[GIS] Did the code example of geocode() in PostGIS tiger geocoder geocode all records then limit later intentionally

geocodingpostgistiger

The geocode function in PostGIS tiger geocoder extension have an example of batch geocoding, which seemed to be used by many people. However I'm not sure if the behavior of this example I observed is intentional.

UPDATE addresses_to_geocode SET (rating, new_address, lon, lat) = ( COALESCE((g.geo).rating,-1), pprint_addy((g.geo).addy), ST_X((g.geo).geomout)::numeric(8,5), ST_Y((g.geo).geomout)::numeric(8,5) ) FROM (SELECT addid FROM addresses_to_geocode WHERE rating IS NULL ORDER BY addid LIMIT 3) As a LEFT JOIN (SELECT addid, (geocode(address,1)) As geo FROM addresses_to_geocode As ag WHERE ag.rating IS NULL ORDER BY addid LIMIT 3) As g ON a.addid = g.addid WHERE a.addid = addresses_to_geocode.addid;

The example code was supposed to only geocode 3 addresses that not be geocoded then update the table. So you can run this code again and again, each time it will update 3 rows.

With a 10 address table, the example code need 18 seconds to run (I knew the performance in my setup is not good, it used to be much better when I only have 3 states data in SSD. Now I have 100G data in regular hard drive and it is much slower), and 10 seconds in 2nd run.

With a 20 address table, it need 45 s to run, 40 s for 2nd run. With a 500 address table, it keep running before I cancelled it.

This make me believe that the example code actually geocoded all rows in table first, then choose the first 3 results to update the table.

I observed this kind behavior earlier with limit:

SELECT geocode(address_string,1) FROM address_sample LIMIT 4;

will take much longer time if the table is big. While this line always use similar time no matter how big the table is:

SELECT geocode(sample.address_string, 1) 
    FROM (SELECT address_string FROM address_sample LIMIT 4) as sample;

So I modified the example code into this:

UPDATE address_table SET (rating, output_address, lon, lat, geomout) = ( COALESCE((a.geo).rating,-1), pprint_addy((a.geo).addy), ST_X((a.geo).geomout)::numeric(8,5), ST_Y((a.geo).geomout)::numeric(8,5), (a.geo).geomout) FROM (SELECT sample.addid, geocode(sample.input_address,1) as geo from (select addid, input_address from address_table WHERE rating IS NULL ORDER BY addid LIMIT 3) as sample ) as a WHERE a.addid = address_table.addid;

Now it always run in 5 seconds no matter how big the table is. However there is a new problem: the first row in my table is a bad address. The original code will assign the rating as -1 when it cannot find a match, then later runs will skip this bad address. My modified version didn't update the rating column as -1, so every run will try to geocode it and skip it.

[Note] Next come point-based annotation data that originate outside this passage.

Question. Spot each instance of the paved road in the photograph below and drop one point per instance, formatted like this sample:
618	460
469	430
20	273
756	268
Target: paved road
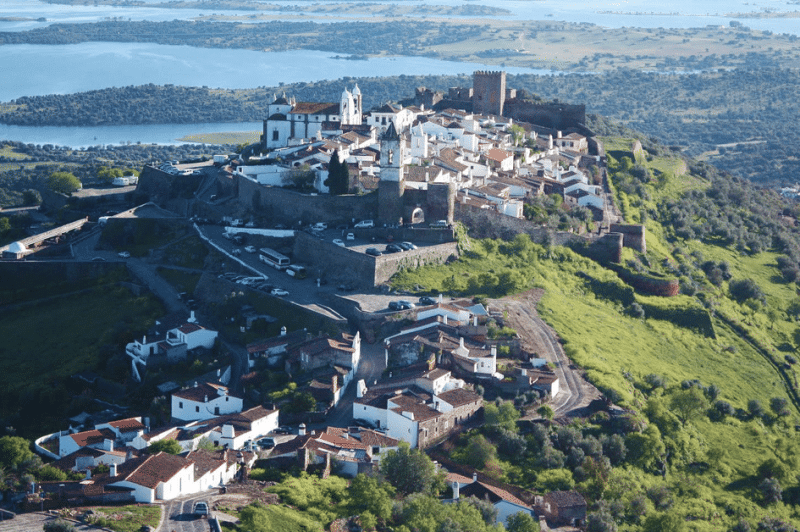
178	516
373	362
575	392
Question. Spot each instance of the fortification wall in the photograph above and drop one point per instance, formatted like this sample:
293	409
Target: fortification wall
486	224
344	265
633	236
281	204
550	115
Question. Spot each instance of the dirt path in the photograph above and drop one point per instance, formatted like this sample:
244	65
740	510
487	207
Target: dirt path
537	337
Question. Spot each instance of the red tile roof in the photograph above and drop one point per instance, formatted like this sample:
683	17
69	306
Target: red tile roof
156	469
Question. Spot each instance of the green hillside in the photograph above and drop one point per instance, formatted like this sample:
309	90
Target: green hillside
720	401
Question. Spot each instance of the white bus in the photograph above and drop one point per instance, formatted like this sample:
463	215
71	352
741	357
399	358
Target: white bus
273	258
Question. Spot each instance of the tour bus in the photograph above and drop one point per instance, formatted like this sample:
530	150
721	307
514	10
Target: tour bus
296	271
273	258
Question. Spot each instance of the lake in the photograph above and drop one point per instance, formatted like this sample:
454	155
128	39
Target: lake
83	137
630	13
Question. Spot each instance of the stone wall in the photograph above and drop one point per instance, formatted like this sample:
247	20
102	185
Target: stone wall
633	236
486	224
287	205
341	264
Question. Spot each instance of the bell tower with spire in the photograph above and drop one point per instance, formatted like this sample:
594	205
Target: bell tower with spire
392	184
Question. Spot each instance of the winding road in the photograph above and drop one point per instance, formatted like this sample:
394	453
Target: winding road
537	337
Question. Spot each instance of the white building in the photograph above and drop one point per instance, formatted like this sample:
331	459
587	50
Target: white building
204	401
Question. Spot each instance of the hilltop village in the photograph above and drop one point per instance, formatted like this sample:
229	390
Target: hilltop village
316	218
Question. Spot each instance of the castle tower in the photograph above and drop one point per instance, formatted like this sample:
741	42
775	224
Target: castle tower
489	92
392	185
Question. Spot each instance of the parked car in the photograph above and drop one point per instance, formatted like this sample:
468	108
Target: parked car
201	508
393	248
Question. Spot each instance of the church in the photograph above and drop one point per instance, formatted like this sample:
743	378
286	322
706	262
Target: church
290	123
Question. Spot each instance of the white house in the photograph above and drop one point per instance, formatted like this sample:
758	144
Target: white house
204	401
504	502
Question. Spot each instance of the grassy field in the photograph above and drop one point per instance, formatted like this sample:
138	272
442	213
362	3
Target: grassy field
127	518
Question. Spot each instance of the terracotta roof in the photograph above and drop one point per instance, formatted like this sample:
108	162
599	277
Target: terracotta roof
127	425
89	437
156	469
494	494
459	397
565	499
376	439
189	328
201	391
313	108
497	154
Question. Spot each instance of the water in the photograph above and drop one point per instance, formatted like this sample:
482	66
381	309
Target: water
83	137
65	69
613	14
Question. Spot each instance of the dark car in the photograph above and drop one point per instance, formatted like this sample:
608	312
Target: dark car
393	248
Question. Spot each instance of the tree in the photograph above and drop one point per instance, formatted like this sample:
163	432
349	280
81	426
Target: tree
58	525
521	522
687	404
14	450
64	183
338	181
167	446
31	197
410	470
546	411
667	522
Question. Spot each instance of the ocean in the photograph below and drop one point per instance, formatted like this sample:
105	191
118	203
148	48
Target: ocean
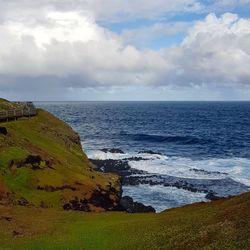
190	140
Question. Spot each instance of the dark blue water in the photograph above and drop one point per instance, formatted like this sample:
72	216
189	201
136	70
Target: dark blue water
214	136
189	129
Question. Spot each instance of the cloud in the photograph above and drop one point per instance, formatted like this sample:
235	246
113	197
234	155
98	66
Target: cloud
101	10
69	51
143	36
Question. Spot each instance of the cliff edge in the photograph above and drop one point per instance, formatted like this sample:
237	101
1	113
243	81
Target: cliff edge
42	164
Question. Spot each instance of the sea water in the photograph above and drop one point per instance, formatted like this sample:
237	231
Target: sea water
203	140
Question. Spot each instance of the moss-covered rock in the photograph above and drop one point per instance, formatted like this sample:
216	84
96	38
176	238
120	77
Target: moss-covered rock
42	163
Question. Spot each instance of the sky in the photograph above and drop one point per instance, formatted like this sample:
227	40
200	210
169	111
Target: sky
122	50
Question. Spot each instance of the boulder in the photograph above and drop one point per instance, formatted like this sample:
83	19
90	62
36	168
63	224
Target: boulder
127	204
3	131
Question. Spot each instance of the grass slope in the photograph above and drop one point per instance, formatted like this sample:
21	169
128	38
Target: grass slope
223	224
61	174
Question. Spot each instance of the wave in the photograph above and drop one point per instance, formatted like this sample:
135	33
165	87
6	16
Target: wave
167	139
214	168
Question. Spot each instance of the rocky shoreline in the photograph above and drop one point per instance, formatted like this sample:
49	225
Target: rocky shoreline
213	188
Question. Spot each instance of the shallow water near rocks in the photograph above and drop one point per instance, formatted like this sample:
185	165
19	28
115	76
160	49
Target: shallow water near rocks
200	140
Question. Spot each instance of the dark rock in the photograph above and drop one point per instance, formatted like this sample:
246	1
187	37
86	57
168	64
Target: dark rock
149	152
120	167
214	188
77	204
127	204
16	233
112	150
3	131
135	159
22	202
7	218
211	196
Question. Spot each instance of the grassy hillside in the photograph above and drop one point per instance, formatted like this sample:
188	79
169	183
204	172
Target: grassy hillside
42	164
6	105
222	224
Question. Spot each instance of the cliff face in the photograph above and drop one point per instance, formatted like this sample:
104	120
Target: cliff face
42	164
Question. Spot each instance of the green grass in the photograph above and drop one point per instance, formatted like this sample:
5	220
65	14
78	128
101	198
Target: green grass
219	225
55	142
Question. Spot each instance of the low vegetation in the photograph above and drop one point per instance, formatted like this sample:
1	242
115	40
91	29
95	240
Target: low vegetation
42	164
222	224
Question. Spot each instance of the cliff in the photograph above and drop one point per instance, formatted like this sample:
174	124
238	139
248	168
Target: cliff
42	164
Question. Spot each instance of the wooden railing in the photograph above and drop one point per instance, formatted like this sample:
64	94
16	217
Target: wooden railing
27	109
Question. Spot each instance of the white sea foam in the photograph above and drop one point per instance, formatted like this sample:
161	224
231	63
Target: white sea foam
161	197
235	168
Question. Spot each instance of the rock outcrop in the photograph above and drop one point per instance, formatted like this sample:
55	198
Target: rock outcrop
42	164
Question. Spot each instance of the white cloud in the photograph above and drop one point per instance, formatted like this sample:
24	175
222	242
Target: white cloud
69	50
104	10
142	36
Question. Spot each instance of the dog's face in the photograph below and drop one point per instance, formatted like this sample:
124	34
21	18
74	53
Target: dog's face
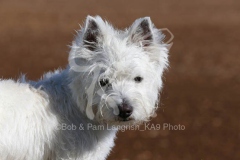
117	74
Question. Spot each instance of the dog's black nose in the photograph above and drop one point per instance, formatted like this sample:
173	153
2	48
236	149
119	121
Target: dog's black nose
125	110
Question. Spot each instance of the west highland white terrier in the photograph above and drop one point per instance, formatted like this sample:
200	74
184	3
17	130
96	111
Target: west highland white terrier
113	78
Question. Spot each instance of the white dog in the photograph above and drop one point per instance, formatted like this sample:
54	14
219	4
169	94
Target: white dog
113	78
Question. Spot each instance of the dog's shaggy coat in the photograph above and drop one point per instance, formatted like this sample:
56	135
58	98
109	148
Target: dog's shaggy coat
107	68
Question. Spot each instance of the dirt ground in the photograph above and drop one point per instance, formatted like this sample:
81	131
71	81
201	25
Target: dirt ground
201	90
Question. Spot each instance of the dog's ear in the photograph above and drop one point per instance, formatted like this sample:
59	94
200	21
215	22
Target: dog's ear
91	34
141	32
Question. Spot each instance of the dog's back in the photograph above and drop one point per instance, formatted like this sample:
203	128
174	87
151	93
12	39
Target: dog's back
21	104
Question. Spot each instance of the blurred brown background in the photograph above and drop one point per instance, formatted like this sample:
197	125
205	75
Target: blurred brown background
201	87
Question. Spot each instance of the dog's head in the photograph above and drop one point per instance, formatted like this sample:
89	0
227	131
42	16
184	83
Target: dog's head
116	75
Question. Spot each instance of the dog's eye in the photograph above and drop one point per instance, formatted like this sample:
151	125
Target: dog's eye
138	79
103	82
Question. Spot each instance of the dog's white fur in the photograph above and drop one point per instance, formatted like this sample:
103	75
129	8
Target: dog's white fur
31	112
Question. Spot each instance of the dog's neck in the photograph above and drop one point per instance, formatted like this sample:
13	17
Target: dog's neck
65	108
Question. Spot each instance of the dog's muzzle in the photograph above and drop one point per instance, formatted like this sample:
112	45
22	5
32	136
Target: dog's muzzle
125	110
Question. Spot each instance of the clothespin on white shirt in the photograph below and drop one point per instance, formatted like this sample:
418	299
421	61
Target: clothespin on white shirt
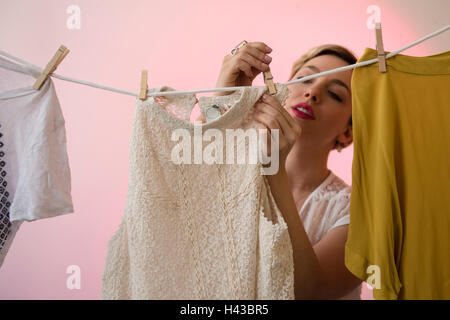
144	85
51	66
380	48
268	80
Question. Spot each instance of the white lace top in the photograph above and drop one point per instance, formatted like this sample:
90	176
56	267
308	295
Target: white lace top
197	231
327	207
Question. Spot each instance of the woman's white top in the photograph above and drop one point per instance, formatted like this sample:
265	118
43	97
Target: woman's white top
327	207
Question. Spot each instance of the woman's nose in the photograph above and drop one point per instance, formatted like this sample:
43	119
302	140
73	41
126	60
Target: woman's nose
311	96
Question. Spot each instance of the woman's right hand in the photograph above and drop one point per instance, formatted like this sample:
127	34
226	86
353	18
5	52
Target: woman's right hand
242	68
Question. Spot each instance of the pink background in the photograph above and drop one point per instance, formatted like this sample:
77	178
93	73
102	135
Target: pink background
182	44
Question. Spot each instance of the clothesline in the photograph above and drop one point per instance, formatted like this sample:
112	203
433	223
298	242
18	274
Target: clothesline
166	93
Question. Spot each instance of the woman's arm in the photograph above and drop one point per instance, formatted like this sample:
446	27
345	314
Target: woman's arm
308	274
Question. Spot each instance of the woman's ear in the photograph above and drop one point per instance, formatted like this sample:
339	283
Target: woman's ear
346	137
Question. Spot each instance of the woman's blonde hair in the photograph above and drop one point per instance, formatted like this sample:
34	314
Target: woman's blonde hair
330	49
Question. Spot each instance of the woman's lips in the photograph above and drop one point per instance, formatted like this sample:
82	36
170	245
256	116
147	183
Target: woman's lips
304	111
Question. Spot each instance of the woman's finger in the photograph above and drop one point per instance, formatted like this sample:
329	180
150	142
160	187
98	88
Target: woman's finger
288	131
275	104
255	57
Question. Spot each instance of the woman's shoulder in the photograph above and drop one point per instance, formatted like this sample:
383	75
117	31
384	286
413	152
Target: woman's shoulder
333	188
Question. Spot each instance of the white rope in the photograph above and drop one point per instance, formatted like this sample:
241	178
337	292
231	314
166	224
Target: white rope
167	93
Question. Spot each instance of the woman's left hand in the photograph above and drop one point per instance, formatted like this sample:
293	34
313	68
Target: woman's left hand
271	115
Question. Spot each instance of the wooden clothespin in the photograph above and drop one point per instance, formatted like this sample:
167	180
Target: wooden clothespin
51	66
380	48
268	80
144	86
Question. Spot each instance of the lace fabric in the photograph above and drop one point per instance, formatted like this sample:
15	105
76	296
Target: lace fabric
197	231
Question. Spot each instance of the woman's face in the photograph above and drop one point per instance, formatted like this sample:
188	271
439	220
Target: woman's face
325	102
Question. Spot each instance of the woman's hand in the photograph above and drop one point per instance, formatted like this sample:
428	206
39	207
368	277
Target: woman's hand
271	115
242	68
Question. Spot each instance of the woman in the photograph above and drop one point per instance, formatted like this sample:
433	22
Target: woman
315	119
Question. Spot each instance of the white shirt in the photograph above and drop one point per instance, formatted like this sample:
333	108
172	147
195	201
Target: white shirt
327	207
34	167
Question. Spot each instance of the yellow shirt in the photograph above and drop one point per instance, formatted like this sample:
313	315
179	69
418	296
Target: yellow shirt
399	233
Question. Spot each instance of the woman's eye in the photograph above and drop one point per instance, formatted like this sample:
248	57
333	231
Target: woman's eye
335	96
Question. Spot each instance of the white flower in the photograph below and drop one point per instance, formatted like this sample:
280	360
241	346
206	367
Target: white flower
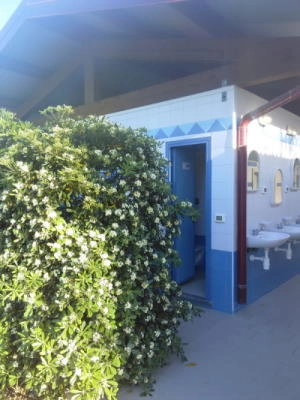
106	263
64	361
70	231
57	255
133	276
20	276
101	236
46	224
96	337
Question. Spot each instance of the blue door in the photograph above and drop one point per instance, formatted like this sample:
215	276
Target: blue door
183	183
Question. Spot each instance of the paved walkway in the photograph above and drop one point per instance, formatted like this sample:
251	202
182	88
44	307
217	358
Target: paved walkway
251	355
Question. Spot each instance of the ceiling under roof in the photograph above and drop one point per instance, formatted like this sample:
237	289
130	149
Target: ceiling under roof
142	51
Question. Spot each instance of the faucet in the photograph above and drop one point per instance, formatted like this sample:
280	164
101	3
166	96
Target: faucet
262	226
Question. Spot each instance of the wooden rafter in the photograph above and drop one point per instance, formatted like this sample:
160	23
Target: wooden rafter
45	8
48	85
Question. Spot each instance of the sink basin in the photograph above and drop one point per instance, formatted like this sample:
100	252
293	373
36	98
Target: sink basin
267	239
292	230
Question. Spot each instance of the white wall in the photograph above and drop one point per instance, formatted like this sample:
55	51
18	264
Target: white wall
276	151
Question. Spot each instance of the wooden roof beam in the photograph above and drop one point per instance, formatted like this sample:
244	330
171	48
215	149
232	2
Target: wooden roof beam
48	85
237	73
45	8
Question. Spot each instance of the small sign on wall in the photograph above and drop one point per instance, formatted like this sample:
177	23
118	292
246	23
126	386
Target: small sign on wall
186	166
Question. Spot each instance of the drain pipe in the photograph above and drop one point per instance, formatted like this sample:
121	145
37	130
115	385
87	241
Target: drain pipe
279	101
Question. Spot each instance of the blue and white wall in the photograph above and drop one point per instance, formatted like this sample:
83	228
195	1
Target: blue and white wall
206	117
211	117
276	150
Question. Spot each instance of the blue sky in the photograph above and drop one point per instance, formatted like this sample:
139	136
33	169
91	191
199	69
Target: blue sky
7	7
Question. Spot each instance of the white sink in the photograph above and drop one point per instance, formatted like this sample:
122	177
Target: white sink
292	230
267	239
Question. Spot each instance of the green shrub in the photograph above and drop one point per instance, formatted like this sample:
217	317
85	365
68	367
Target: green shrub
87	227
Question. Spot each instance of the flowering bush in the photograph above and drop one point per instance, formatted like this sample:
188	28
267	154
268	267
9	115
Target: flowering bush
87	228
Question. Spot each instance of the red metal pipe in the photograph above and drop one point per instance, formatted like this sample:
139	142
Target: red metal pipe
279	101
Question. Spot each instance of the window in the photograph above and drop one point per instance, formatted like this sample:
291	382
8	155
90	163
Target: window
253	172
296	175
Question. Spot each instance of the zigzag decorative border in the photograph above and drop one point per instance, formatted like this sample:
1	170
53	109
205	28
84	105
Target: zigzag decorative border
199	127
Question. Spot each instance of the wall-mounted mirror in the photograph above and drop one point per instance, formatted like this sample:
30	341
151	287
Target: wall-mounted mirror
296	175
278	179
253	172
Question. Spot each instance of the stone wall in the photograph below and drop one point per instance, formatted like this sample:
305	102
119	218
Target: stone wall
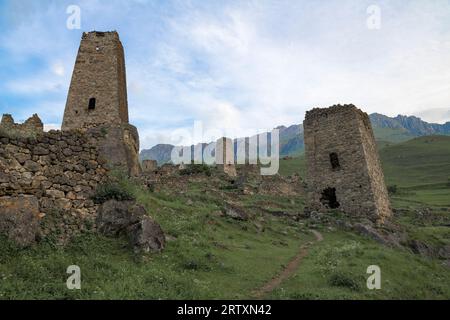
30	127
224	154
61	170
344	170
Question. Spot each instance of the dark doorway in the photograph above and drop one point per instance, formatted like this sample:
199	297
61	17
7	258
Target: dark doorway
91	104
329	198
334	159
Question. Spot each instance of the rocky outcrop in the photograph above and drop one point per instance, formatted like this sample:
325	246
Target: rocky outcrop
60	169
117	218
30	127
119	144
19	219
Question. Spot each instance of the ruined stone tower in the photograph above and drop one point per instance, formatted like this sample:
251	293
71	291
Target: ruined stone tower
344	170
97	99
97	93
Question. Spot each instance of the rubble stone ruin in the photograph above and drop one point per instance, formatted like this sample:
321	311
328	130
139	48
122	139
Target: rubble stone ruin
149	165
97	99
344	171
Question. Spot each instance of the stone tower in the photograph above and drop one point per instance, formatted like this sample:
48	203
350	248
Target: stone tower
97	99
224	153
344	170
97	93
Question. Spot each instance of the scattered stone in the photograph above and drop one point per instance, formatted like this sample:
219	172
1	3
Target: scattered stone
19	219
117	218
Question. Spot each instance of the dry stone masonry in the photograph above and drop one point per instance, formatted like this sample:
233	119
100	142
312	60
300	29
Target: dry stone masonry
344	170
30	127
224	154
97	99
57	170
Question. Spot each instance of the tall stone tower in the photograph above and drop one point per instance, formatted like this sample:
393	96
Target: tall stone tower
97	99
344	170
98	93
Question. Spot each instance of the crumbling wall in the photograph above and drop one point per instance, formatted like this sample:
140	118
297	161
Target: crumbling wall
149	165
60	169
224	153
97	93
30	127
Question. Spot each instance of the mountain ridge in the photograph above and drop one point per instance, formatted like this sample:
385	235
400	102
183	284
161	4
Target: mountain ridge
386	129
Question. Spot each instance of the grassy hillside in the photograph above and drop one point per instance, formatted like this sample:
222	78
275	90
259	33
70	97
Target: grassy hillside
424	160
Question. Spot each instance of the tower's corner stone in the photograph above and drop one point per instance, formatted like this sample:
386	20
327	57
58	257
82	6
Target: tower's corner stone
19	219
344	170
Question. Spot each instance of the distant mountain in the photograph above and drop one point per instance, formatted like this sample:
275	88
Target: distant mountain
412	124
161	153
387	130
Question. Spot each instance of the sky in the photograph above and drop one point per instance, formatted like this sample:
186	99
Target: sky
239	67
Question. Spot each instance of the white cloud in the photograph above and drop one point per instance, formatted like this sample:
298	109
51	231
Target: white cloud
248	65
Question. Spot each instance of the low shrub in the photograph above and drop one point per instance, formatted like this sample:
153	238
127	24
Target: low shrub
111	191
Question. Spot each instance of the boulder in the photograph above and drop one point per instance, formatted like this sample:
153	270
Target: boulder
127	218
19	219
146	235
235	212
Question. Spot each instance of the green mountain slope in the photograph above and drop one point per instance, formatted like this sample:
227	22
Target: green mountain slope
423	160
387	131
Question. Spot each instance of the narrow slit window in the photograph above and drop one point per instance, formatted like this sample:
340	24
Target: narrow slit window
91	104
334	159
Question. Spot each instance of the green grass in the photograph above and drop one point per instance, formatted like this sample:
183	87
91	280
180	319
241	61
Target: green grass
336	269
424	160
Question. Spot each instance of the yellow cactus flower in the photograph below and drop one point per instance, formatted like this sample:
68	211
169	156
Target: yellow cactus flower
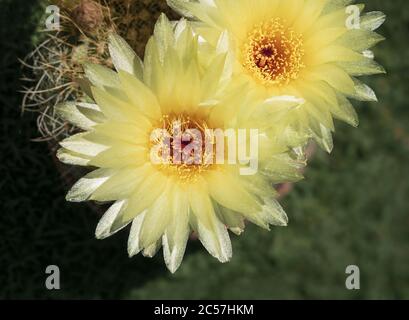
311	49
132	119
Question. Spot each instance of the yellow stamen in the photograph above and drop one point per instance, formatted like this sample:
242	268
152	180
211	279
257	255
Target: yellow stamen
274	53
191	164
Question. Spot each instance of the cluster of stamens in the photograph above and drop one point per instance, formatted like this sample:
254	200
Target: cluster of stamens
274	53
178	133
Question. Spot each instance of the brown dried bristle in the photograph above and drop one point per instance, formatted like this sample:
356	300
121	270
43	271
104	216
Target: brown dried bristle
55	66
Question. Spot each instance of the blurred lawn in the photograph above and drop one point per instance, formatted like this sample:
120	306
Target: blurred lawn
352	208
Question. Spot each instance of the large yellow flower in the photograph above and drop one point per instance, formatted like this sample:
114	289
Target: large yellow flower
311	49
165	200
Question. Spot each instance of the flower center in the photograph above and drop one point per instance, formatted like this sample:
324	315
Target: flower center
274	53
182	145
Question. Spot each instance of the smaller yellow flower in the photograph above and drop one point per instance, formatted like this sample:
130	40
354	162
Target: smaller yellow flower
310	49
163	186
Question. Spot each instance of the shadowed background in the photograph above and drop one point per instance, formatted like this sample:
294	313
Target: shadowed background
352	208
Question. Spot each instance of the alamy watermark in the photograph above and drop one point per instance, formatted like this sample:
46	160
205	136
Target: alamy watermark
353	281
353	20
52	22
52	282
204	147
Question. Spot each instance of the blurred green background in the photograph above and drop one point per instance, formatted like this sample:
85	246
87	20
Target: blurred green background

In summary, I have actually two questions:

Is the behavior I observed in example code intentional? The document said

for large numbers of addresses you don't want to update all at once,
since the whole geocode must commit at once

I'm not sure what does this means. If you always geocode all table, why limit the output?

How to make my modified version set the rating column of bad address as -1?

EDIT: I solved my 2nd question.

The LEFT JOIN in example code is needed to return a result table that with bad address rating as -1. The new code runs 3~4 seconds for 3 rows every time, no matter what the table size is.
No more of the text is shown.